The recent Canvas Conference for designers, engineers and UX professionals revealed some fascinating inside stories from brands building some of the world's most useful products and services.
Held at the Library of Birmingham, three themes came to light which indicate how our future world will evolve. Three themes sit at the heart of new product development and the online customer experience:
- enhanced personalisation
- greater connectivity
- digital progression that problem-solves rather than blurs
Take the finance sector, for example. Personal banking has been hugely simplified by smartphone apps that enable customers to move money effortlessly and save time they would have otherwise have spent standing in the queue at their local branch.
Yet, there are still cases where it feels like financial services are making money matters deliberately hard for consumers to understand. One of these is currency exchange.
Dave Wascha, global director of digital products at Travelex admits that despite studying more maths than most, even he found it almost impossible to work out how much yen he could get for a £50 note at the airport when looking at those 'we buy/we sell' boards.
This is one of the areas Travelex is committed to simplifying through digital innovation and by treating money as a product that needs demystifying through better design.
Travelex has already seen problem-solving success with an app that helps users to predict how much money they may need while abroad and its 'Supercard' that prevents UK banks from charging fees for overseas transactions.
The Supercard was designed to possess all the user benefits of using cash aboard with all the added security benefits of a credit card.
Solving existing consumer experience issues through product design will evolve alongside making our lives easier for the future via greater connectivity.
Hive exemplified this to attendees by discussing how its digital thermostat was born out of people's inability to control the temperature of their own homes (90 per cent can't control their thermostat according to market research), the concern for how much energy they're using and a desire for better product design.
By solving these consumer-needs, Hive is also revolutionising the way that people interact with their home environments in a more connected way.
This will open-up new markets for more smart connected products such as sensors for windows and doors, smart-plugs and lighting controls.
If Hive is driving a more connected, design-led home for the future, Withings is taking a similar design approach to a more connected human.
Julient de Preaumont, Withings CMO, outlined his vision for a world where people can track their health, weight and sleep patterns via dashboards in the firm's everyday connected products such as bathroom scales, home security cameras and watches.

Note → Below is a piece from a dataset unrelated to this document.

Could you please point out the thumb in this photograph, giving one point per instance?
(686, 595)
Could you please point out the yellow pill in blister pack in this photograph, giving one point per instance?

With more connected devices, greater personalisation will become a natural by-product.
Already, online brands such as Etsy, and beauty product discovery service, Birchbox strive for greater understanding of their customers' buying habits and behaviour both online and in the real world.
Birchbox CTO Liz Crawford told Canvas she's seen a 12 times boost in engagement after the brand began communicating with its one million subscribers across six countries in ways that better suited their schedules as opposed to the company's internal marketing schedule.
For instance, if someone was browsing at lunchtime and didn't buy, they may receive a discount and product recommendation later on in the day, when they've more time to interact with the products and make a purchase.
It's these three themes that will ultimately shape the future of digital product design and help transform our lives for the better in the process.